Die von der Bundesregierung erwünschten Effekte sind für Bittner jedoch nicht sichtbar. Zum einen betrügen die Einnahmen aus der Ambulanzgebühr - rund 15 Millionen Schilling - lediglich ein Drittel der ursprünglich veranschlagten Mittel. Zum anderen sei der Lenkungseffekt - von den Ambulanzen zu niedergelassenen ÄrztInnen - nicht eingetreten. Vielmehr liege in Gebieten mit hoher Ärztedichte auch die Häufigkeit der Ambulanzbesuche höher.

Haupt: "Sozial verträglich"

Diese Argumentation lassen weder Sozialministerium noch Gesundheitsstaatssekretariat gelten. Der Behandlungsbeitrag Ambulanz sei eine "sozial verträgliche und richtige gesundheitspolitische Weichenstellung", konterte Gesundheitsminister Herbert Haupt via Aussendung. Sozial schwache seien von der Gebühr ebenso ausgeschlossen wie Kinder, Schwangere oder TransplantationspatientInnen. Ein etwaiger Lenkungseffekt, den ebenfalls Ärztekammer-Präsident Otto Pjeta erwartet, könne erst nach einem Jahr beurteilt werden.

Dem schließt sich auch das Gesundheitsstaatssekretariat an. Erst jetzt sei vielen Menschen bewusst geworden, dass sie für Ambulanzbesuche zahlen müssen.
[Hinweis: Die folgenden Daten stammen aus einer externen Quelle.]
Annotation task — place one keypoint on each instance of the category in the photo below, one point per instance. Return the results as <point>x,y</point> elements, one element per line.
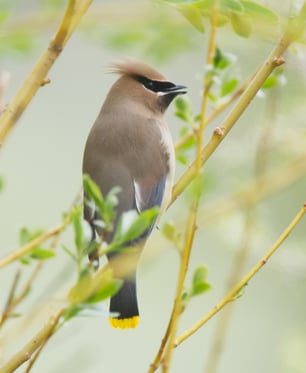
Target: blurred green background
<point>41,168</point>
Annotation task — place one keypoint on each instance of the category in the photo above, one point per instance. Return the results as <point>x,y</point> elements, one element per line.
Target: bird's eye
<point>149,84</point>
Im nächsten Quartal werden sie es sich dann vielleicht nochmal überlegen, hieß es dazu aus dem Büro von Reinhart Waneck auf Anfrage der "Wiener Zeitung". Und was die Mehreinnahmen anbelangt, so seien vor allem die Minderausgaben bei den viel teureren Ambulanzen ausschlaggebend.

Mit seiner Forderung nach Abschaffung der Ambulanzgebühr steht die WGKK jedenfalls nicht allein da. Grüne und SPÖ plädieren ebenfalls dafür. Anders sieht dies wiederum der Präsident des Hauptverbandes der Sozialversicherungsträger: Für Herwig Frad ist eine Abschaffung "nicht aktuell".